Rushdie told the Edinburgh International Book Festival his desire to write was strongly influenced by the stories his parents told him as a child. His father, he said, narrated to him versions of classics, such as The Arabian Nights, and his mother updated him with the latest tittle-tattle.
"My mother had another gift: she was a world-class gossip,” he said. “She had in her head enormous architectures of misdeed, and like all really great gossips, she couldn't keep her mouth shut.
“So she would spill all the beans, and it got to a point where she said to me, ‘I'm going to stop telling you stuff, because you put it in your books and then I get into trouble'.”
When asked if he too was a gossip, he replied drolly: “No, I just put it in the books.”
In a sideways swipe at the fatwah placed on him after the publication of The Satanic Verses, he added: “I'm actually very good at keeping my mouth shut, probably because I have caused such enormous trouble in my life.”
Rushdie was at the festival to promote his latest book, The Enchantress of Florence. It is among the 13 novels on this year's Booker longlist, and is presently the favourite to win.
Rushdie has already been awarded a Booker for Midnight's Children, which was also named Booker of Bookers on the 25th anniversary of the prize and voted by the public last month as their favourite Booker winner.
Set in 16th century India and Italy, The Enchantress of Florence is a blend of fantasy and historical fact.
Rushdie, who spent seven years researching the novel, told of how much he had enjoyed writing it. “I had a really good time writing this, I have to say, because I think the reason I became a writer in the first place was in a way to restore storytelling to the centre of the literary fictional project. I felt that it had somehow fallen to one side.
“This time I felt I'd partly made up and partly stumbled on aspects of a really great story and all I had to do was not screw it up.”
After reading several extracts from the novel, he spoke at length about his childhood, and his early love of books.
“I can't remember this, but my parents used to tell me that I would say when their friends asked what I wanted to do when I grew up that I wanted to be a writer,” he said. “A 10 or an 11-year-old doesn't know what that means so I think if you say such a thing what you mean is that you would like to be a reader, and that you want to inhabit that role.”
He lamented that many perceive his books as autobiographical. “In the last couple of books I've gone to some trouble not to have ‘me' characters in the book - not to have characters where people can say, ‘Oh, that's the author in disguise', and the reason is that I feel people know too much about me already.”

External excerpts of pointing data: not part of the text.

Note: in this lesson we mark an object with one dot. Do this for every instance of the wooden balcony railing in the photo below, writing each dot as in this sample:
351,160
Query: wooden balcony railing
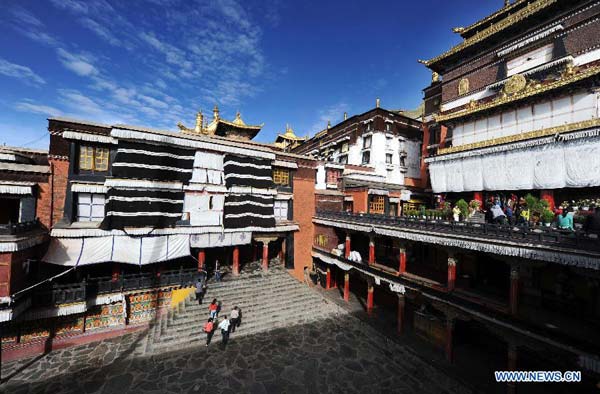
547,236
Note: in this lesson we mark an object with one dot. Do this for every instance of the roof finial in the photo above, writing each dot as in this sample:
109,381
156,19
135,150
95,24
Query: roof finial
199,122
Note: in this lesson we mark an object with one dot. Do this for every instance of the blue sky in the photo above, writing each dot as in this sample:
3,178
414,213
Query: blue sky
156,62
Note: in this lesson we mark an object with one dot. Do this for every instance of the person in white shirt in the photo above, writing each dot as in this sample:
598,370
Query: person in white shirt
235,319
224,326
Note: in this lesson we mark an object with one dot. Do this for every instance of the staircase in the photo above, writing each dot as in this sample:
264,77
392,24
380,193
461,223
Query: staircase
267,301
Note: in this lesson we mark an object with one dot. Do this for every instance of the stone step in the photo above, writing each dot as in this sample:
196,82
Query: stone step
200,337
243,301
250,314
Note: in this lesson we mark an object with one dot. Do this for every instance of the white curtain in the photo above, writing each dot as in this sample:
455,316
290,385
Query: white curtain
121,249
552,166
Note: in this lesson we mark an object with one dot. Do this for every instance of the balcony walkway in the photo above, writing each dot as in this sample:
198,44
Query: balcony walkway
545,244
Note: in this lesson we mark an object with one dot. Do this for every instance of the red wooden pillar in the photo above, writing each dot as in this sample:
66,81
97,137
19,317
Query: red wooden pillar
548,195
449,339
514,290
265,262
401,303
512,366
201,259
116,272
370,299
346,287
236,260
347,246
402,268
371,250
451,273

He said that writing Fury, whose protagonist is an Indian expatriate academic living in New York, had “taught him a lesson” because there had been an assumption it was little more than a diary.
“It shocked me,” he said. “I thought, surely we know by now that writers sometimes use characters who are close to them to enter the world in a certain way.”
In a world first, yesterday's Rushdie session was broadcast live from Edinburgh via a satellite link to the Melbourne Writers' Festival.
The move was to celebrate Melbourne being named a Unesco City of Literature last week, the second city to win the title after Edinburgh in 2004.
Catherine Lockerbie, director of the Edinburgh International Book Festival, described it as an “historic occasion”. She said: “We welcome with open arms to what we hope will be a growing network of literary cities across the world.”